Katzrin
Photo: Effi Shrir
Olives
Photo: Tze'ela Rubinstein
Wine from Ramat Hagolan
With the recent opening of the Golan Olive Oil Mill and the Golan Magic Visitor’s Center, there is now even more to see in Katzrin, the so-called “Capital of the Golan”. The two new tourist attractions are located in the city’s industrial zone, near the Golan Wineries and the Mei Eden mineral water bottling plant, both of which have visitor’s centers of their own.
Golan Magic has a new, giant 180 degree screen with a film that presents the area’s fauna, flora, and settlement history. A large three-dimensional model displays the Golan’s topography, communities and nature reserves.
The spacious and airy Golan Olive Oil Mill and Visitor’s Center is a charming building built of basalt stone with wide arches. Set among scattered olive trees sits a hefty olive-pressing stone, a reproduction of a crusher and squeezer, and other artifacts.

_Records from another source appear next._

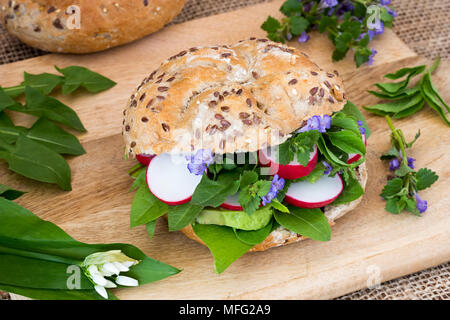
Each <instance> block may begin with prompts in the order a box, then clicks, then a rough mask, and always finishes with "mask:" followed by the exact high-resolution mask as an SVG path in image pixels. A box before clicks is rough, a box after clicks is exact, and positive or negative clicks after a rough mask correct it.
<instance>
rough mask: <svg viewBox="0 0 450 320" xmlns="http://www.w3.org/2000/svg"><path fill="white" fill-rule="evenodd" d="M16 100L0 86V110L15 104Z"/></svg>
mask: <svg viewBox="0 0 450 320" xmlns="http://www.w3.org/2000/svg"><path fill="white" fill-rule="evenodd" d="M16 105H17V102H15V101H14V100H13V99H11V97H10V96H8V95H7V94H6V92H5V90H4V89H3V88H2V87H0V112H1V111H2V110H4V109H6V108H9V107H13V106H16Z"/></svg>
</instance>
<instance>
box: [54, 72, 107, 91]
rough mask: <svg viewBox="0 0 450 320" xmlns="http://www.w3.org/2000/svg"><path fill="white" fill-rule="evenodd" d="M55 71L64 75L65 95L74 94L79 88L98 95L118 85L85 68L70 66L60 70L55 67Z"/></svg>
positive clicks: (102, 76)
mask: <svg viewBox="0 0 450 320" xmlns="http://www.w3.org/2000/svg"><path fill="white" fill-rule="evenodd" d="M55 69H56V70H58V71H59V72H60V73H62V74H63V75H64V83H63V85H62V93H63V94H69V93H72V92H74V91H75V90H76V89H78V88H79V87H83V88H85V89H86V90H87V91H89V92H91V93H97V92H101V91H104V90H107V89H109V88H112V87H114V86H115V85H116V83H115V82H114V81H112V80H110V79H108V78H106V77H104V76H102V75H101V74H99V73H97V72H94V71H91V70H89V69H87V68H84V67H80V66H70V67H66V68H63V69H60V68H58V67H57V66H55Z"/></svg>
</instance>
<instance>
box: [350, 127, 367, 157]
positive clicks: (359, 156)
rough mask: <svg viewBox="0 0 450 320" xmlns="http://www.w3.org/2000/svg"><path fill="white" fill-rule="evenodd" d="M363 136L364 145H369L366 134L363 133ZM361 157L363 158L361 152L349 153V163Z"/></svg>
mask: <svg viewBox="0 0 450 320" xmlns="http://www.w3.org/2000/svg"><path fill="white" fill-rule="evenodd" d="M362 138H363V141H364V145H365V146H367V140H366V135H365V134H363V135H362ZM359 159H361V155H360V154H358V153H350V154H349V155H348V160H347V163H348V164H350V163H353V162H355V161H358V160H359Z"/></svg>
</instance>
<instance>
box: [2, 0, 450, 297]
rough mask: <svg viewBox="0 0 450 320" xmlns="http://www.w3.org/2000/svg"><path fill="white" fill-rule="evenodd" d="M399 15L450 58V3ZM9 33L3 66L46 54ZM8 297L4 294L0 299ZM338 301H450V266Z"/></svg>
mask: <svg viewBox="0 0 450 320" xmlns="http://www.w3.org/2000/svg"><path fill="white" fill-rule="evenodd" d="M262 2H270V0H188V1H187V3H186V5H185V7H184V9H183V11H182V12H181V13H180V14H179V15H178V17H176V18H175V20H174V21H173V22H172V23H181V22H184V21H188V20H192V19H197V18H201V17H206V16H210V15H215V14H218V13H223V12H227V11H232V10H236V9H238V8H242V7H245V6H249V5H253V4H257V3H262ZM392 5H393V7H394V9H395V11H397V12H398V17H397V18H396V19H395V23H394V31H395V33H396V34H397V35H398V36H399V37H400V38H401V39H402V40H403V41H404V42H405V43H406V44H407V45H408V46H409V47H411V48H412V49H413V50H414V51H415V52H417V54H419V55H422V56H425V57H427V58H431V59H433V58H435V57H437V56H438V55H440V56H441V58H443V59H449V58H450V19H449V18H448V13H449V12H450V0H445V1H444V0H423V1H421V0H416V1H412V0H393V1H392ZM43 54H45V52H43V51H41V50H38V49H34V48H31V47H29V46H27V45H25V44H23V43H21V42H20V41H19V40H18V39H16V38H14V37H12V36H10V35H8V34H7V32H6V30H5V29H4V28H3V27H2V26H0V64H5V63H11V62H14V61H19V60H24V59H28V58H31V57H36V56H39V55H43ZM2 298H3V299H5V298H6V299H7V298H8V295H7V294H5V293H2V292H1V291H0V299H2ZM338 299H355V300H360V299H364V300H367V299H382V300H388V299H389V300H391V299H436V300H438V299H450V263H445V264H442V265H440V266H437V267H435V268H431V269H427V270H423V271H420V272H417V273H414V274H411V275H408V276H404V277H402V278H399V279H395V280H391V281H388V282H385V283H382V284H381V286H379V287H378V288H374V289H363V290H360V291H357V292H354V293H351V294H347V295H345V296H342V297H340V298H338Z"/></svg>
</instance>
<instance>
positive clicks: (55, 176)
mask: <svg viewBox="0 0 450 320" xmlns="http://www.w3.org/2000/svg"><path fill="white" fill-rule="evenodd" d="M6 160H7V161H8V164H9V169H10V170H12V171H14V172H16V173H18V174H21V175H23V176H25V177H27V178H30V179H34V180H38V181H41V182H48V183H56V184H57V185H58V186H59V187H60V188H61V189H63V190H71V189H72V188H71V186H70V179H71V173H70V167H69V165H68V164H67V162H66V161H65V160H64V158H63V157H61V156H60V155H59V154H57V153H56V152H54V151H53V150H51V149H49V148H47V147H45V146H44V145H42V144H40V143H37V142H34V141H33V140H31V139H29V138H27V137H25V136H24V135H22V134H21V135H19V137H18V139H17V142H16V145H15V147H14V148H13V149H11V151H9V155H8V158H7V159H6Z"/></svg>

Avner Talmon, the mill’s owner, reports that the site’s design was chiefly influenced by the architecture of antique Golan synagogues. Specifically, the broad arches at the entrance were inspired by the imposing structure in Umm El-Kanatir, today known as “Rechavam’s Arches”.
During the olive-harvest season (which begins in October), visitors can watch as olive oil is produced. The entire process, from crushing to bottling, is open to the public, and eventually, tourists will even be able to participate in the harvest itself.
An on-site shop sells the finished products. The site yields approximately 50 tons of olive oil, which is also sold in regional stores throughout the Golan; around 15 tons are designated for export.
Different olive varieties
Today, most Israeli olive presses concentrate on producing oils based on different olive varieties. Since Golan Olive Oil receives olives from seven different growers, extending from the northern Kinneret to the southern Golan, the oil is produced based on flavors, rather than olive varieties.
The taste of the oil changes throughout the harvest season; oil produced from the first olives tends to be dark, with a deep aroma, but the last oil is more delicate, European, favored by chefs, and appropriate for every type of food.
Golan Olive Oil produces three basic flavors of olive oil: Beth Saida, Kursi, and Tabha. Beth Saida is based on classic Israeli cultivars, such as Syrian, Menselino, and Nevali, and enhanced by a bit of Italian. This oil is derived from the early harvest. Kursi is produced from more European cultivars, such as Picholine and Leccino, and is squeezed at the end of the season, when the olives are black.
Tabha, the third flavor, which is also comprised of several varieties, is unique in that the olive pits are removed at the start of the process. Consequently, Tabha oil is more expensive than the other oils, which cost around 50 shekels for a 750 ml bottle.
The Golan Olive Oil Mill Visitor’s Center is opened from 9 am to 5 pm. Closed Saturdays. Tours are by appointment only. Tel. 972-4-6850023.
Antiquities
Visitors to the Golan Olive Oil Mill in Katzrin should also check out two additional nearby attractions: Umm El-Kanatir and the olive press in Ein Nashut.
Staircases and pretty walking paths overlooking the adjacent stream have been added to the ancient synagogue of Umm El-Kanatir, now called “Kashtot Rechavam”, or “Rechavam’s Arches”. Although the synagogue is not yet fully restored, the arches are visible, and visitors can dip in the small pool next to the magnificent fig trees.
Assorted remnants of early olive presses are scattered throughout the grounds. For instance, a finely wrought round basin lies next to the cliff at the northwest edge of the site.
How to get there: Turn west on Route 808 towards Natur. Follow the signs to the dirt road leading to Umm El-Kanatir.
The second site is the synagogue and olive press in Ein Nashut, on the shores of Nahal Mishoshim, about three kilometers north of Katzrin. Clearly marked signs show the way from the main road, and eventually, one has to negotiate over a small creek on protruding rocks and a portion of an ancient culvert.
The small but enchanting synagogue, which was apparently built during the fifth century to serve the village’s needs, remained standing into the seventh century.
Remains of the olive press are situated right next to the synagogue. Artifacts include a basin and an extraction platform. Although there is no real path at this small but unique site, visitors will not want to miss it.
How to get there: Follow the signs on Route 91, slightly east of the Nashut Intersection, to the Ein Nashut synagogue.
Finally, after spending the day on your feet, you’ll want to unwind with a Golan Olive Oil lotion-based massage at the Village Breeze Spa in Moshav Ramot. Don’t count on remembering much of the massage, however; chances are you’ll fall asleep before it’s over.
Later, cross the street to “Chava BaKfar”, where you can revive with a steak and a surprisingly good bottle from the new Maor Winery. Step out onto the balcony of one of the bungalows, and admire the beautiful view of a date orchard and the gleaming Kinneret. Life is good.